Cat on a Hot Tin Roof
by Tennessee Williams
Cat on a Hot Tin Roof Dreams, Hopes, and Plans Quotes
How we cite our quotes: Citations follow this format: (Act.Page.Line). Every time a character talks counts as one line, even if what they say turns into a long monologue. We used the New Directions edition of the play, published in 1971.
Jumping the hurdles, Big Daddy, runnin' and jumpin' the hurdles, but those high hurdles have gotten too high for me, now. (II.74.278-280)
Instead of running around a track or throwing footballs around on his high school football field, Brick chooses to jump hurdles. It seems strange that he would choose such a difficult task for his drunken self.

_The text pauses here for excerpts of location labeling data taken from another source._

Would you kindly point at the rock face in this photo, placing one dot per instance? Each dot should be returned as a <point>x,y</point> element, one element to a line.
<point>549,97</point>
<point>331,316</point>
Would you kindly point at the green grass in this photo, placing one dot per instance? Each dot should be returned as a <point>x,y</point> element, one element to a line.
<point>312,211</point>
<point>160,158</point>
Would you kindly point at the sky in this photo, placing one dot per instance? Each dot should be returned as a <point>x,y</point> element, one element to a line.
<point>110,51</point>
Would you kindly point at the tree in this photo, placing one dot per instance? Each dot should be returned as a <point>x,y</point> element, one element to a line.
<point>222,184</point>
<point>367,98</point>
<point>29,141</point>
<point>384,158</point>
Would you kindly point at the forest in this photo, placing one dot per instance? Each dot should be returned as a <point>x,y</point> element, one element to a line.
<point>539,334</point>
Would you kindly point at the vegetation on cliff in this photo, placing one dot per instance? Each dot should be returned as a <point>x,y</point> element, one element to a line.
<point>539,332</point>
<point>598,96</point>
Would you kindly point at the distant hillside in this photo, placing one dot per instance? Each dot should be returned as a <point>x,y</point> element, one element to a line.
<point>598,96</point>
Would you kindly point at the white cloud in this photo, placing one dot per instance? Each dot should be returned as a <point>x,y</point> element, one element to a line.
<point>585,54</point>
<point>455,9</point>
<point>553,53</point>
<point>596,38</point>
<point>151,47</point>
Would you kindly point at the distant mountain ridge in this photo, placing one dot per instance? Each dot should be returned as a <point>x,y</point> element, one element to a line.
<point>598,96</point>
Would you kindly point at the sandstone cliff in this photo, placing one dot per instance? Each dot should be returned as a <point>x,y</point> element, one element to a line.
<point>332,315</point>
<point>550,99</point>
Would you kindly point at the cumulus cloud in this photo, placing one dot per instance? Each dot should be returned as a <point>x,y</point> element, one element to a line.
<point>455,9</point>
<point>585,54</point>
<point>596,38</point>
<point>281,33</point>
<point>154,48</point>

Life is important. There's nothing else to hold onto. A man that drinks is throwing his life away. Don't do it, hold onto your life. There's nothing else to hold onto…. (II.84.496-498)
Big Daddy tells this as a way of inspiring and motivating Brick, but he also says that life is constructed out of lies. Thus, according to Big Daddy, lies are the only things to hold onto.
I think the reason he buys everything he can buy is that in the back of his mind he has the crazy hopes that one of his purchases will be life everlasting!—Which it never can be…. (II.89.608-611)
Big Daddy echoes Maggie's observation about the human desire for life everlasting, something that he himself would kill to have. Unlike Brick, he wants to live and live, even in spite of hating so many elements within his life (Big Mama, his grandchildren, church, clubs, etc.).